New Study Suggests Large Language Models Are Not as Good at Reasoning as Claimed
A recent study by researchers at the Massachusetts Institute of Technology (MIT) and the University of Boston has cast doubt on the claim that large language models (LLMs) are particularly good at reasoning. The study found that while LLMs can perform well on standard tasks, they struggle with abductive reasoning tasks, which require the ability to make logical inferences and draw conclusions based on incomplete information.
The study tested 11 different abductive reasoning tasks, including tasks such as drawing a house, a penguin, a cake, and an unicorn based on given descriptions. While the LLM model GPT-4 was able to perform well on standard tasks, it struggled with the abductive reasoning tasks, often producing incomplete or inaccurate answers. The researchers suggest that this is because the models are not truly understanding the information they are processing, but rather memorizing and regurgitating it.
The study’s findings contradict the claims made by some providers of LLMs, who assert that their models are particularly good at reasoning. The researchers suggest that these claims may be overstated, and that LLMs may not be as effective at reasoning as they are purported to be.
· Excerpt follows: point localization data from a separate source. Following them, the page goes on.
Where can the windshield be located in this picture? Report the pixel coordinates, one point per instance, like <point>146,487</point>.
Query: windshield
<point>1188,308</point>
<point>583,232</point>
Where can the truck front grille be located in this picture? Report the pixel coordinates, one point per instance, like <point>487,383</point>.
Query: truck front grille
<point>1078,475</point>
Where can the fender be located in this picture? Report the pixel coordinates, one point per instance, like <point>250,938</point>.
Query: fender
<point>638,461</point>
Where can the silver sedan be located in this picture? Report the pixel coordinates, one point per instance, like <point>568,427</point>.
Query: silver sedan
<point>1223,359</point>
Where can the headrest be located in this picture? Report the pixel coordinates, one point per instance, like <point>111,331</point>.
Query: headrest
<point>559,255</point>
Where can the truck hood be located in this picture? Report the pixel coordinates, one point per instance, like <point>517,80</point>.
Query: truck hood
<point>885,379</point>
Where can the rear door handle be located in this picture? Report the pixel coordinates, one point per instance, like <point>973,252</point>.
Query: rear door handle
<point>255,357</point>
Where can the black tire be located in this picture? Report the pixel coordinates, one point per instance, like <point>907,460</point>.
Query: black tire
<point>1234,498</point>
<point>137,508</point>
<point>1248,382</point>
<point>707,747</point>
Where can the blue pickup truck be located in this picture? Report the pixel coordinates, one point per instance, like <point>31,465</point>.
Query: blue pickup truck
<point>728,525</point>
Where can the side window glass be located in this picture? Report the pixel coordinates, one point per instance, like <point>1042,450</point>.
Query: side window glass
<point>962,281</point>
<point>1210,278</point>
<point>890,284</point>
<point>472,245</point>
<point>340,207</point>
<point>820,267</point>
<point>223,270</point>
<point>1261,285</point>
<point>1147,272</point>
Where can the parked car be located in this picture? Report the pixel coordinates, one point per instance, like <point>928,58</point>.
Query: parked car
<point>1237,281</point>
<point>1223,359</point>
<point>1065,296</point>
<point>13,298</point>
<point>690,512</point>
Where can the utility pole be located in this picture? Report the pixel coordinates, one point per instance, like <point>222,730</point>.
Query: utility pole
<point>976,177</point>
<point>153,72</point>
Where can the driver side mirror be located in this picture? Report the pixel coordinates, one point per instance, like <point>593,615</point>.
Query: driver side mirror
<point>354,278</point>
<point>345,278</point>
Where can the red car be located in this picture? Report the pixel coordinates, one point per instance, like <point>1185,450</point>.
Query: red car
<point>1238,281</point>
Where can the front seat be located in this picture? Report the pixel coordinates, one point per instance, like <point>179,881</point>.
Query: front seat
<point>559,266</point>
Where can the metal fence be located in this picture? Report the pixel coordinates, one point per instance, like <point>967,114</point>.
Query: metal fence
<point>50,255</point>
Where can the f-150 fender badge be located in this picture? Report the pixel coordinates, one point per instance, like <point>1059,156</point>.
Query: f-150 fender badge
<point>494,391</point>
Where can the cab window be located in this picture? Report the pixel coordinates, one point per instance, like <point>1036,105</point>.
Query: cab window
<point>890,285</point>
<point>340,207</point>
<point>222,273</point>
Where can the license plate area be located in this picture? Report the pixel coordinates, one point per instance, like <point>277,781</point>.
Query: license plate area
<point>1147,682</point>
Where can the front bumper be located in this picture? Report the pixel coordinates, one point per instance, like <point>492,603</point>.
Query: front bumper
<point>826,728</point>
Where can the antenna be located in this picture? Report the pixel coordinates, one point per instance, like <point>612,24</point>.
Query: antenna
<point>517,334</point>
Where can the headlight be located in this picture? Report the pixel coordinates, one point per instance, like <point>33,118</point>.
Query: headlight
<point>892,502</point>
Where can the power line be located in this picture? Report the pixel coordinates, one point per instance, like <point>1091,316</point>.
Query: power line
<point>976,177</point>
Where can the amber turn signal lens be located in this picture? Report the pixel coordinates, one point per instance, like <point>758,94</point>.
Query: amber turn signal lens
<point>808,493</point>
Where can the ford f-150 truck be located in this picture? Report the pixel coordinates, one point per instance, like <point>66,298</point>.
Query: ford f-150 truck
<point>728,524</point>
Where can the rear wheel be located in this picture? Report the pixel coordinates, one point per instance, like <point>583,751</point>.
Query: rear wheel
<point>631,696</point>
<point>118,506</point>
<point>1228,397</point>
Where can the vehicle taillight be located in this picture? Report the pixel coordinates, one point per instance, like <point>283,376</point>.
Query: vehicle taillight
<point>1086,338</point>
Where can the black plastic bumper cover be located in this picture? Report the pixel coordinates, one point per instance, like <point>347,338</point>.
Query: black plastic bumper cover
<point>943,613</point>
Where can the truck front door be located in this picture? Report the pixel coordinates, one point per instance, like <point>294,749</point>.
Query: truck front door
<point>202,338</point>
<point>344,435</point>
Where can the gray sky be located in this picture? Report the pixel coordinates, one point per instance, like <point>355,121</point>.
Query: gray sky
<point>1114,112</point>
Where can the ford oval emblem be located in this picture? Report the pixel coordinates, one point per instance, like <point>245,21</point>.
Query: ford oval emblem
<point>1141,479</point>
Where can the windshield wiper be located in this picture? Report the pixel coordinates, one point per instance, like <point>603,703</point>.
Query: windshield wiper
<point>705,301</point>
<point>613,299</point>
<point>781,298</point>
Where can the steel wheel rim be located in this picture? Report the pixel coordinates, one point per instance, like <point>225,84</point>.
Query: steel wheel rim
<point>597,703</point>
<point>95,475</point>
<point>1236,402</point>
The study also compared the performance of LLMs with that of humans on the abductive reasoning tasks. While humans took longer to answer the questions, they were more accurate in their responses. The researchers suggest that this may be because humans have a better understanding of the underlying concepts and are able to make more logical inferences.
The study’s findings are not the first to suggest that LLMs may not be as effective at reasoning as claimed. Other studies have also found that LLMs struggle with tasks that require logical inference and creativity. For example, one study found that an LLM was unable to solve a task that required it to imagine a situation where a piece of paper was folded in a certain way.
The study’s authors suggest that their findings have implications for the development of artificial general intelligence (AGI). They argue that if AGI is to be achieved, it will require more than just memorization and regurgitation of information. Instead, it will require a true understanding of the underlying concepts and the ability to make logical inferences.
In conclusion, the study suggests that large language models may not be as good at reasoning as claimed. While they can perform well on standard tasks, they struggle with abductive reasoning tasks that require the ability to make logical inferences and draw conclusions based on incomplete information. The findings have implications for the development of AGI and highlight the need for a more nuanced understanding of the capabilities and limitations of LLMs.